I recently read a Guardian article about extreme night owls, which got me thinking. How many of us are now working from home, and finding out new things about how we work best? My guess is a lot of us!
If you’ve recently begun remote working, your daily schedule is probably one of the first things which shifted. The article focuses on people whose natural rhythms (or “chronotype”, as it’s apparently called) make them prefer to go to bed and wake up later than most of us. For these extreme night owls, working from home can be a godsend. Even if your workplace still requires you to be at your computer 9–5 every day, just removing the commute can mean a hefty extra chunk of time in bed. And of course, the relief is even more profound if you’re now allowed to work any hours, so long as you get everything done.
You might think that sounds lazy, like these people are just after a lie in. But as pointed out in the article, extreme night owls really do seem to be wired differently, and by shifting their working day later they tend to be much more focused, productive and happy. And of course, the inverse is also true – there are certainly some morning larks out there who are rejoicing about being able to start work at 7 instead of 9 or 10. In both cases, they may find the quality and speed of their work is much better when they can adjust their working hours.

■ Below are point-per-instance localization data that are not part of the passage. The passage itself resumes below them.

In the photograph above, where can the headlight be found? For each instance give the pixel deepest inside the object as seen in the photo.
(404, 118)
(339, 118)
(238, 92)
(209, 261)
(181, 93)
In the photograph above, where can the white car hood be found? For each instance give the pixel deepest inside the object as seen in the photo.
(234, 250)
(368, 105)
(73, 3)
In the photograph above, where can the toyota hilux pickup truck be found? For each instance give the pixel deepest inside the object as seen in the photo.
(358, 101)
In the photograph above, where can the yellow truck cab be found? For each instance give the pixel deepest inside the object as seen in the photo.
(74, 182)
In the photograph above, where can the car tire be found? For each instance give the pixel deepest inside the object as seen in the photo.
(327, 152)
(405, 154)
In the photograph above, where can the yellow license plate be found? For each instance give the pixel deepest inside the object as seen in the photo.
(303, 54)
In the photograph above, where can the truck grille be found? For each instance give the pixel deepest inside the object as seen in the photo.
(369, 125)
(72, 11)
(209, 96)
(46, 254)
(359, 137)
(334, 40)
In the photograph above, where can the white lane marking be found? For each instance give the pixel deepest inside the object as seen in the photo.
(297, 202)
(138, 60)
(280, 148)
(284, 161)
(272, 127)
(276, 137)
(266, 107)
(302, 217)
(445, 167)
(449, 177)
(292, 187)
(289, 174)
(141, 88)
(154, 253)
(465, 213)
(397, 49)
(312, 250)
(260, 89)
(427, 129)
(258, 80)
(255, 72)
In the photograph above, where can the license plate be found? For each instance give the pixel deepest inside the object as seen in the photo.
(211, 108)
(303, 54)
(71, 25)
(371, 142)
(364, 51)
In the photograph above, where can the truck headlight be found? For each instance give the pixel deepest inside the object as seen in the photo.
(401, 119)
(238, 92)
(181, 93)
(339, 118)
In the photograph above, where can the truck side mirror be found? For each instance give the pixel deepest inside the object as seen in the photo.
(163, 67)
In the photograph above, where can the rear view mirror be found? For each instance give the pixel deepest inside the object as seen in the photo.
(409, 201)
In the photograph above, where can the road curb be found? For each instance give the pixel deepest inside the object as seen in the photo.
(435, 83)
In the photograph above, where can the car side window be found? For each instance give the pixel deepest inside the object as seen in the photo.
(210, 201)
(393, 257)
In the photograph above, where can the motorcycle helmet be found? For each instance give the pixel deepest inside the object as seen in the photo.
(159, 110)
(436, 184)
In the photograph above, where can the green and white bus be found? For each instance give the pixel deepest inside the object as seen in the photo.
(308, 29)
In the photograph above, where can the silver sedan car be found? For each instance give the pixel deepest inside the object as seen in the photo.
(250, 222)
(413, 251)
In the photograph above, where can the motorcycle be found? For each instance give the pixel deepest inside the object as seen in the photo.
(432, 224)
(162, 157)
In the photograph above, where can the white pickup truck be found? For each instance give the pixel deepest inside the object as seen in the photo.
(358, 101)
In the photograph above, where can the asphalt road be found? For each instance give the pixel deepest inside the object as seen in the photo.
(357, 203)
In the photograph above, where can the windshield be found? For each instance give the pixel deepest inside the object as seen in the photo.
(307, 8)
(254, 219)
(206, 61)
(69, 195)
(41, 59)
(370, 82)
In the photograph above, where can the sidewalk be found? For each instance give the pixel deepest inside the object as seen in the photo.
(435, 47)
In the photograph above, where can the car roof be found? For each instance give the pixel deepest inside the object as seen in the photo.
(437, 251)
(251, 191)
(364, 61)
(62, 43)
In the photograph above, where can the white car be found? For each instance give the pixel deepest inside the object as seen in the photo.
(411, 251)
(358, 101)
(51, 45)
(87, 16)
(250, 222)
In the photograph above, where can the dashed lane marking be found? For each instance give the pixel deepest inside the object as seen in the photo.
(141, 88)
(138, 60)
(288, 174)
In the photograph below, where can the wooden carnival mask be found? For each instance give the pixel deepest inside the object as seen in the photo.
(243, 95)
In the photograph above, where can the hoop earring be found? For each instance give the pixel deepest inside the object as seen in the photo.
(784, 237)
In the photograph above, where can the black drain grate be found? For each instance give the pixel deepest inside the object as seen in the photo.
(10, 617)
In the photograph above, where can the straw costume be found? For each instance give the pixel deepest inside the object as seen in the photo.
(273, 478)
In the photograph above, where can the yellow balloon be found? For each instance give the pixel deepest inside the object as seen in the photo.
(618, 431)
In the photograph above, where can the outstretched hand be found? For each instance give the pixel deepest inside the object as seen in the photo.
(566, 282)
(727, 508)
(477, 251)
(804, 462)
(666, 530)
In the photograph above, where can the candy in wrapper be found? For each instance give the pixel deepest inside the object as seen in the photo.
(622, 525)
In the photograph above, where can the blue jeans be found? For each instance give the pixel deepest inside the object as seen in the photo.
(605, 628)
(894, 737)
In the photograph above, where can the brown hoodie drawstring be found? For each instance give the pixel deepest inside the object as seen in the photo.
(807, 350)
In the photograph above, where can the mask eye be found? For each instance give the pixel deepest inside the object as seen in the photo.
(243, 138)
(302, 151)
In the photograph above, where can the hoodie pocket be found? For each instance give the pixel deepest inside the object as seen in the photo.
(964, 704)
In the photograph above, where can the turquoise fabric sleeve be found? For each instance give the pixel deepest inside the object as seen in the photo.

All this made me think, what else might people be discovering about their work style while they’re out of the office, especially in these strange circumstances? Perhaps that they work much better with peace and quiet, rather than office chatter? Or that their motivation wanes without other people around? Maybe that they spend far too much time in meetings usually – or too little? (Honestly, I’ve rarely heard anyone say they want more time in meetings, but I’m sure someone must!)
For some women, especially, working at home with their partner has made a few things starkly clear. I’ve heard from more than one person who’s realised she really does do much more than her male partner when it comes to domestic chores and childcare. She’ll be the one to pause in her work to go help set up an online class, to handle most at-home teaching, to sort out groceries and cooking, to clean… When both partners are in the house all the time, it seems that it’s easier to spot these patterns.
Of course, I hasten to add that this isn’t the case in every household – but this forced, prolonged proximity is certainly revealing a lot!
So if you’re now working from home, what have you found out about yourself? And how will it affect your post-lockdown life? Many companies will probably be more open to flexible working requests in future, having now thoroughly tested their remote working systems. Will you be taking advantage of that, asking to work from home or at different hours? Or are you very ready to get out of your house and back to the office?